Ron didn’t even glance at her, but looked at the twins for several seconds. "Yeah," he said finally. "Could be."
* * *
They ended up back at Number Twelve, assembling and consuming ham sandwiches by the wagonload, filling the kitchen edge-to-edge with voices and relief-hysterical laughter.
Ginny had to lean across the table to say to Ron under the cacophony, "What did you mean, they were in bad shape?"
"The Death Eaters, you mean?" Ron actually put down his sandwich. "That’s the funny bit. Didn’t know if I should say it in front of Mum, but it was really odd."
Ginny clutched her own sandwich so hard she tore it in half. "What?"
"Well, they were beaten all to bloody hell, that was part of it. Not as bad as Percy." His voice turned acid. "They could still walk. But the rest of it--I mean, it was just weird. One of them had lost about half the blood in his body. Looked like a vampire had got to him. Said he’d had a nosebleed, of all things."
"Well--you said they’d been beaten up--"
"And the other one-- he couldn’t even down a glass of water without it coming back up. They kept having to bring in buckets."
"That is weird."
"Yeah . . . it all starts to sound a bit familiar, doesn’t it?"
Ginny’s eyes widened, and she tilted her head at the twins, who were scraping out the mustard pot. "You mean--?"
"But they didn’t even bother coming to see him!"
"You heard them.

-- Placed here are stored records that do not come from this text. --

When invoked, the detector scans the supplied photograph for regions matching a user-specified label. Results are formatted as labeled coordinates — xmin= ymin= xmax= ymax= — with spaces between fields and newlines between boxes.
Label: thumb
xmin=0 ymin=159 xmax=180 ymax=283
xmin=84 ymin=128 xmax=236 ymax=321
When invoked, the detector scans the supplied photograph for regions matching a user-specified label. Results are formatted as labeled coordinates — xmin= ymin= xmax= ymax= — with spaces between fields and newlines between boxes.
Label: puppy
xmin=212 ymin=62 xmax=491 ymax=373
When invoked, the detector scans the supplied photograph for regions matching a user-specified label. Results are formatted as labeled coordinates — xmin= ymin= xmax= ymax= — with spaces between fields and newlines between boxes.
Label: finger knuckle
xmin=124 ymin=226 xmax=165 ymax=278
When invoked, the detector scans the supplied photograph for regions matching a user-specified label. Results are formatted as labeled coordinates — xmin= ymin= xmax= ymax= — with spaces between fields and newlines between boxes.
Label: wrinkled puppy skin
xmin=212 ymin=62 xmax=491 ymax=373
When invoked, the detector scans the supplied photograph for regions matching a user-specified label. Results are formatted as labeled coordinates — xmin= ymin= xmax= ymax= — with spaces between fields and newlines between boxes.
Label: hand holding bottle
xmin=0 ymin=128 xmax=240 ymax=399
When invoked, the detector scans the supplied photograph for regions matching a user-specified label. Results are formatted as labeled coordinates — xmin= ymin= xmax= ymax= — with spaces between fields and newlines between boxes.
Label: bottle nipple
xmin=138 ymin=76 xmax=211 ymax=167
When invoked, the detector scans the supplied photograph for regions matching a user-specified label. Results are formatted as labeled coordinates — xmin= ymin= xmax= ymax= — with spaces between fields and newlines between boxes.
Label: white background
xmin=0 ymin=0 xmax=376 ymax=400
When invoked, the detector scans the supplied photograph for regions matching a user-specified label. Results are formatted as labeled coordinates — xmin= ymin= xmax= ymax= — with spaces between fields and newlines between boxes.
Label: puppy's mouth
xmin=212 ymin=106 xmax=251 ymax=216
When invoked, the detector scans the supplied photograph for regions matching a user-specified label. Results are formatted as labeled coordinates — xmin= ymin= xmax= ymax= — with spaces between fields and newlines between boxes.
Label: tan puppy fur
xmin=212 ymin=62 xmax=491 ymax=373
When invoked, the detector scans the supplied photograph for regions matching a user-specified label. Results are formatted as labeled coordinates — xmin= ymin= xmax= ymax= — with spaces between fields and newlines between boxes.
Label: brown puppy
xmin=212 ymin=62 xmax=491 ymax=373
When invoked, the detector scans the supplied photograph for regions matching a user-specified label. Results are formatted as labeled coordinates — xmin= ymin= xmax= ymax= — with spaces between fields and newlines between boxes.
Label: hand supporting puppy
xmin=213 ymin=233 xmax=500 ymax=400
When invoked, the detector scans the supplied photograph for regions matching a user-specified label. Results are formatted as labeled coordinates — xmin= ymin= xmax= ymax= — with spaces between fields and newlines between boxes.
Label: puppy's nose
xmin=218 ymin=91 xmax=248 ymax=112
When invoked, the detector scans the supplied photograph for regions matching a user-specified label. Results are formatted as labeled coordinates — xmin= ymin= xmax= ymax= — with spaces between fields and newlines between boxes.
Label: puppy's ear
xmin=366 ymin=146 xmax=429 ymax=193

Said they had something to do."
"That we did, little brother," Fred said, making them both jump. "Budge up, there’s a mate." He shoved Ron over and put about half his sandwich in his mouth at once.

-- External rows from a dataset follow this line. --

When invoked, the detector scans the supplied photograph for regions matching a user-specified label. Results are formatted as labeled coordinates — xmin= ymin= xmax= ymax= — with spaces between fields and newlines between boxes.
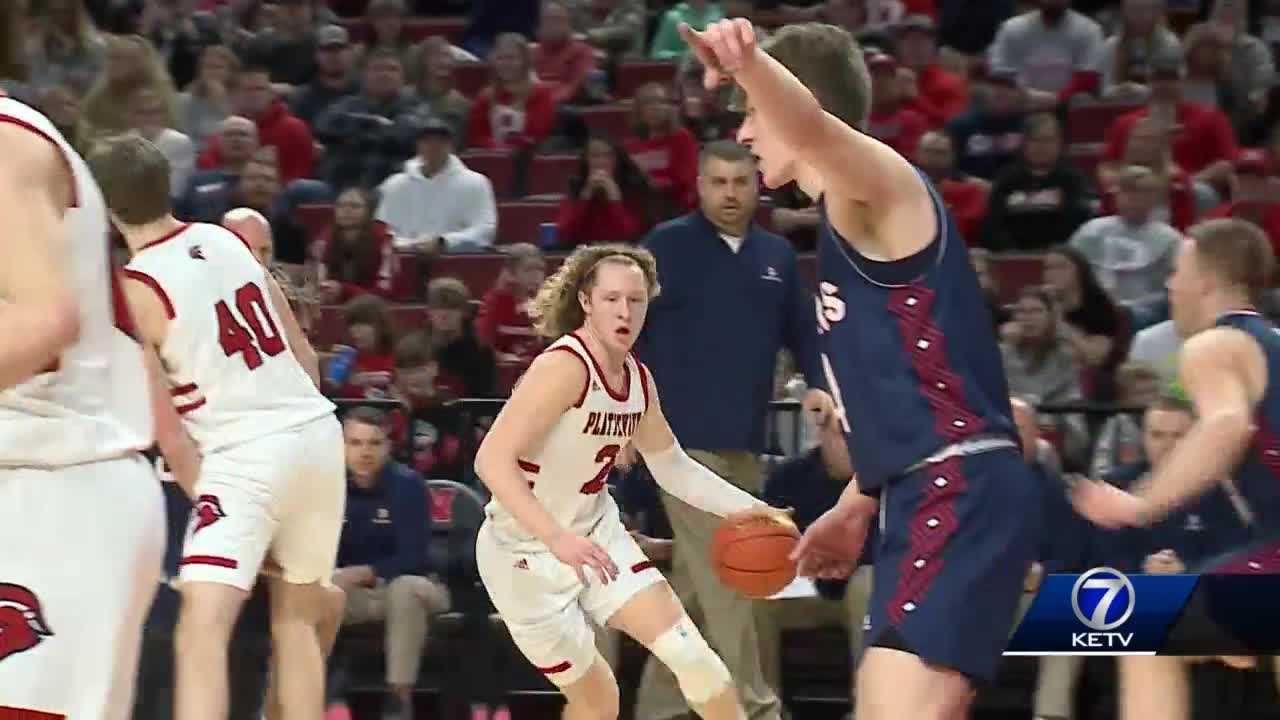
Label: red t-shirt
xmin=623 ymin=128 xmax=698 ymax=209
xmin=475 ymin=287 xmax=543 ymax=368
xmin=467 ymin=82 xmax=556 ymax=150
xmin=1102 ymin=102 xmax=1239 ymax=174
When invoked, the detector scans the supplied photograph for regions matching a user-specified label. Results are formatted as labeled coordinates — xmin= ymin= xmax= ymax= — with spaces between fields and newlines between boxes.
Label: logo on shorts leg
xmin=0 ymin=583 xmax=54 ymax=661
xmin=191 ymin=495 xmax=227 ymax=534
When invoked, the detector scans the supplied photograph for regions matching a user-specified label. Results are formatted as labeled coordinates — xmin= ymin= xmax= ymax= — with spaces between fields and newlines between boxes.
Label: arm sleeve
xmin=644 ymin=441 xmax=764 ymax=518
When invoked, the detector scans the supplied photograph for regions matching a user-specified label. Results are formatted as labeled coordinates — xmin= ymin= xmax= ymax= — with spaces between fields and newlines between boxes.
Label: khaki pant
xmin=342 ymin=575 xmax=449 ymax=687
xmin=636 ymin=450 xmax=782 ymax=720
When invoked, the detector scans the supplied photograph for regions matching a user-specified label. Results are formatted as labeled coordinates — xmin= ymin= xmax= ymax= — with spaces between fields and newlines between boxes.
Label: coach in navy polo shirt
xmin=636 ymin=141 xmax=829 ymax=720
xmin=334 ymin=407 xmax=449 ymax=720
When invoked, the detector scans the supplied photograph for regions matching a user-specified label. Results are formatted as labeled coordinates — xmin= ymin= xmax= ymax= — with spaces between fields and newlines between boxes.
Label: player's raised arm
xmin=632 ymin=363 xmax=768 ymax=518
xmin=1139 ymin=328 xmax=1267 ymax=519
xmin=476 ymin=352 xmax=617 ymax=582
xmin=0 ymin=122 xmax=81 ymax=389
xmin=681 ymin=19 xmax=937 ymax=245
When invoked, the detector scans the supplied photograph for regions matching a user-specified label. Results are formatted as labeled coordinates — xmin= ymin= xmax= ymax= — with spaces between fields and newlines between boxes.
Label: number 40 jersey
xmin=124 ymin=223 xmax=334 ymax=454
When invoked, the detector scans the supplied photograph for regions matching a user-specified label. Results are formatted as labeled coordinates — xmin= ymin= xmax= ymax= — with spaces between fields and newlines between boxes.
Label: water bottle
xmin=324 ymin=345 xmax=358 ymax=387
xmin=538 ymin=223 xmax=559 ymax=250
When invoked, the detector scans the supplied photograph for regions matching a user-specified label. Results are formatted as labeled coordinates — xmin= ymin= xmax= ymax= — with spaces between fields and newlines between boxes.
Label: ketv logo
xmin=1071 ymin=568 xmax=1138 ymax=650
xmin=1005 ymin=568 xmax=1197 ymax=655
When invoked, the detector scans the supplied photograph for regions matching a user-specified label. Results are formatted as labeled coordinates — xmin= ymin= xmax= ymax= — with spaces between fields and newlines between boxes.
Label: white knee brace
xmin=649 ymin=615 xmax=733 ymax=705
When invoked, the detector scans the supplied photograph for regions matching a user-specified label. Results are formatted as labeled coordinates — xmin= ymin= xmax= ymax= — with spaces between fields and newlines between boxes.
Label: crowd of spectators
xmin=20 ymin=0 xmax=1280 ymax=712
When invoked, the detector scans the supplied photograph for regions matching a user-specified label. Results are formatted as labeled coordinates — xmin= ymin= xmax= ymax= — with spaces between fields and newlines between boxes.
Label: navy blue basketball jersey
xmin=817 ymin=174 xmax=1018 ymax=492
xmin=1216 ymin=310 xmax=1280 ymax=537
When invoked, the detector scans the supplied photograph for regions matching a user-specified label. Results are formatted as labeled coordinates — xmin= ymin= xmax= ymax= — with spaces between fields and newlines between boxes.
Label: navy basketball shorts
xmin=863 ymin=448 xmax=1043 ymax=683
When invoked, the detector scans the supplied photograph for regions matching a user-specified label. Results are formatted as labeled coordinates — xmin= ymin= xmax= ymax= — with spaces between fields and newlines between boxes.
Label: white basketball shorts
xmin=0 ymin=455 xmax=165 ymax=720
xmin=476 ymin=510 xmax=663 ymax=687
xmin=178 ymin=416 xmax=347 ymax=591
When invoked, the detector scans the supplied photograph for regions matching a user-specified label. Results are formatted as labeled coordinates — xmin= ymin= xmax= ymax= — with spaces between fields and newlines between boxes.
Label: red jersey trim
xmin=120 ymin=268 xmax=177 ymax=320
xmin=0 ymin=115 xmax=79 ymax=208
xmin=631 ymin=352 xmax=649 ymax=413
xmin=134 ymin=223 xmax=191 ymax=255
xmin=547 ymin=345 xmax=591 ymax=407
xmin=568 ymin=331 xmax=631 ymax=402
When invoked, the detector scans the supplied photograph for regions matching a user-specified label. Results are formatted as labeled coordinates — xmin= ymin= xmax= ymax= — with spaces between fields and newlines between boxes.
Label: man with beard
xmin=636 ymin=141 xmax=826 ymax=720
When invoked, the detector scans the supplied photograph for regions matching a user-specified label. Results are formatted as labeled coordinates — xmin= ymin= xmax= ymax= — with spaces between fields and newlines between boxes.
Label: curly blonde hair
xmin=529 ymin=245 xmax=662 ymax=340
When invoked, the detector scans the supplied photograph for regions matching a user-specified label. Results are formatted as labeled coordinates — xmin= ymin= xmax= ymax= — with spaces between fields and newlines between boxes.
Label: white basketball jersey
xmin=124 ymin=223 xmax=334 ymax=454
xmin=488 ymin=333 xmax=649 ymax=546
xmin=0 ymin=97 xmax=154 ymax=468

Ginny watched George, sitting beside her, down his sandwich in three bites and start in on a second one before she found the right words, and the right casual tone. "George--Fred. Whatever did you do with all those old sweets from last year that didn’t--quite--work right?"

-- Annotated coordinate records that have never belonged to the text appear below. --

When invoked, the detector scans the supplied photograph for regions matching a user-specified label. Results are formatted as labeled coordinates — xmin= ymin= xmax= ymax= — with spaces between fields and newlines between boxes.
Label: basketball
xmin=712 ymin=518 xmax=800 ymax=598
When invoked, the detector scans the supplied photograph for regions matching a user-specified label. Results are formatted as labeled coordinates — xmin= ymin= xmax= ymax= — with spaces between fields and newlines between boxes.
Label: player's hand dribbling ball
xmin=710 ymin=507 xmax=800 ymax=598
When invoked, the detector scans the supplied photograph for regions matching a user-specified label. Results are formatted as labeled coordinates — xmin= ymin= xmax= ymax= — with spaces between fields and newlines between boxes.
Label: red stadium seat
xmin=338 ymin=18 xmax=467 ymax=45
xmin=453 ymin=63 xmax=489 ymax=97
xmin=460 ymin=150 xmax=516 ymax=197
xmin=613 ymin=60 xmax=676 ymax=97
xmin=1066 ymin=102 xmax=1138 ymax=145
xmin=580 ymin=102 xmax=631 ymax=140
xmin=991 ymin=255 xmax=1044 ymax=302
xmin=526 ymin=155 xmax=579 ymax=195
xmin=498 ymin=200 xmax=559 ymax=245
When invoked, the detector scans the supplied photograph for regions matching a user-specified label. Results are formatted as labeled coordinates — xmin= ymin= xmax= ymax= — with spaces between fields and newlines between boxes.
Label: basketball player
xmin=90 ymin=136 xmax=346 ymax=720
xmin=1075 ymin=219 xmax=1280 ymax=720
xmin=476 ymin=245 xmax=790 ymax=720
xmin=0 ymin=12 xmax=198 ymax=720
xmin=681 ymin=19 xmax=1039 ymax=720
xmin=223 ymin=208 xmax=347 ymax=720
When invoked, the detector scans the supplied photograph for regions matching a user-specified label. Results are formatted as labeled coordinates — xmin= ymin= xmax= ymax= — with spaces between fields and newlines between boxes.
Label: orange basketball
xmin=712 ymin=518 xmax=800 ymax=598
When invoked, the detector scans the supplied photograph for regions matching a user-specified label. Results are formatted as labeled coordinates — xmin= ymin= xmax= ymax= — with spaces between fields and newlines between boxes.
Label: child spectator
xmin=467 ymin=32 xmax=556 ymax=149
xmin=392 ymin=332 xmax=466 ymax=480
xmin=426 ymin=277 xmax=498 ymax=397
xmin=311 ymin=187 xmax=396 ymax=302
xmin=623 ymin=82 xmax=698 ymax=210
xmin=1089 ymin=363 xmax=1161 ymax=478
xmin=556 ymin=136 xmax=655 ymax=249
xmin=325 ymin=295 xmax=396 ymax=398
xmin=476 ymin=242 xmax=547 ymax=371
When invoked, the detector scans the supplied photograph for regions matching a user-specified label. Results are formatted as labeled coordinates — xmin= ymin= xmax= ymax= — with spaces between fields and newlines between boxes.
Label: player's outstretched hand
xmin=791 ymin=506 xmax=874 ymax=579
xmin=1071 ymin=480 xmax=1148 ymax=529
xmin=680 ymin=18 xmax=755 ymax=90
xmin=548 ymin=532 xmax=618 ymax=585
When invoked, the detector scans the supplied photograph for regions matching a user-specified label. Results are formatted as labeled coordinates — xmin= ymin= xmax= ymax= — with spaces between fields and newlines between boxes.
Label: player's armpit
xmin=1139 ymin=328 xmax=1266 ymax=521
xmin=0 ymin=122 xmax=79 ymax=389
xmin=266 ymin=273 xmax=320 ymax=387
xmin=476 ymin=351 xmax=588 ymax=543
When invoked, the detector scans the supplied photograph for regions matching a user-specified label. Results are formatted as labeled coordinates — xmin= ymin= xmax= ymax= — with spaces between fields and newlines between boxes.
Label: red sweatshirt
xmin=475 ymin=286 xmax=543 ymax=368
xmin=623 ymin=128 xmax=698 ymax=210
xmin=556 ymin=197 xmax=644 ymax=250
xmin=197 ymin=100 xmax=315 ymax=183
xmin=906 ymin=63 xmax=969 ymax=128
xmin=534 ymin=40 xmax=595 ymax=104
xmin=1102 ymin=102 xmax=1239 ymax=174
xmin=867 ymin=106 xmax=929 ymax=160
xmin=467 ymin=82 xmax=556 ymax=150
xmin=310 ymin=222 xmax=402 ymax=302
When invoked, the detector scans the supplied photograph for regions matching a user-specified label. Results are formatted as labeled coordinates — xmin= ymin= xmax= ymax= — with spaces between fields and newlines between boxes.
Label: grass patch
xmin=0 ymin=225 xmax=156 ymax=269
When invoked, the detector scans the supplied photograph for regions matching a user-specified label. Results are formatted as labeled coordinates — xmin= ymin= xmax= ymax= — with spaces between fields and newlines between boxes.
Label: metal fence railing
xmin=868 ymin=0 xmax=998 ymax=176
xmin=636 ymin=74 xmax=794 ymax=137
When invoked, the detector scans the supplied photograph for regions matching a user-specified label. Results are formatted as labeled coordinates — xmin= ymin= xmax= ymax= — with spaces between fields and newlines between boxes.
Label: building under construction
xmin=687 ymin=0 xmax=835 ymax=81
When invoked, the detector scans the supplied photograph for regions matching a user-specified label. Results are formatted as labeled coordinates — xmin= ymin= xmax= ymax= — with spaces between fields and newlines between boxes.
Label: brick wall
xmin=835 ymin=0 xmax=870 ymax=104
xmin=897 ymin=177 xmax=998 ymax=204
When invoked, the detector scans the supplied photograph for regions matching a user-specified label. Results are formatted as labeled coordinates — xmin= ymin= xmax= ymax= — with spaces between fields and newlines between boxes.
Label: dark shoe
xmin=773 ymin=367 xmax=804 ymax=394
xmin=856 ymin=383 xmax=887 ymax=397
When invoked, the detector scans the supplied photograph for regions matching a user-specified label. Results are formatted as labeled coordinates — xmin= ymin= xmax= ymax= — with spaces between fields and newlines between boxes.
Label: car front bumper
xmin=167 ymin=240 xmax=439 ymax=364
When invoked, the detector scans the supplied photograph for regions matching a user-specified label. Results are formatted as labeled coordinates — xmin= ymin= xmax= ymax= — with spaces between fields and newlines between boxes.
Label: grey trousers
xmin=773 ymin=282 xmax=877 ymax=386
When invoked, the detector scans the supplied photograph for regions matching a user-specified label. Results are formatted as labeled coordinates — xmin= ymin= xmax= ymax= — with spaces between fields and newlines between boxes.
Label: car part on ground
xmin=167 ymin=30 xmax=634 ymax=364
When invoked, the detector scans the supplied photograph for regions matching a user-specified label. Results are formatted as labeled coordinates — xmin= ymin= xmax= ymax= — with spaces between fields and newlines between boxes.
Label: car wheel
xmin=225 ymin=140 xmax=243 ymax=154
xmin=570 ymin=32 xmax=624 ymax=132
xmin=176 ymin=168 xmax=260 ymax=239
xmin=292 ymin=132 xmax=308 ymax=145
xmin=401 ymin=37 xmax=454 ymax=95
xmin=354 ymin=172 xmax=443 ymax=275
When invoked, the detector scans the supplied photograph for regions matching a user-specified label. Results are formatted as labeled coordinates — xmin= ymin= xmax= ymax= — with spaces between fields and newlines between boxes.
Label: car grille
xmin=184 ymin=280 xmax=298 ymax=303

"Which ones would those be?" George asked through a mouthful.
"You know, the ones you used to--" Ginny broke off, looked across the kitchen at their mum, and cleared her throat. Just because the twins had moved out, that didn’t mean they weren’t subject to maternal wrath. Nobody got out of that. "Test out on first years," she finished in a whisper. "The really dangerous ones. I know you couldn’t have used them all up--"
Ron chewed slowly, watching them with narrowed eyes.
"You know, I haven’t the foggiest notion," George said coolly.
"The Puking Pastilles . . . those Nosebleed Nougats--" she trailed off.
Fred said softly, "They should have known better than to mess with our brother."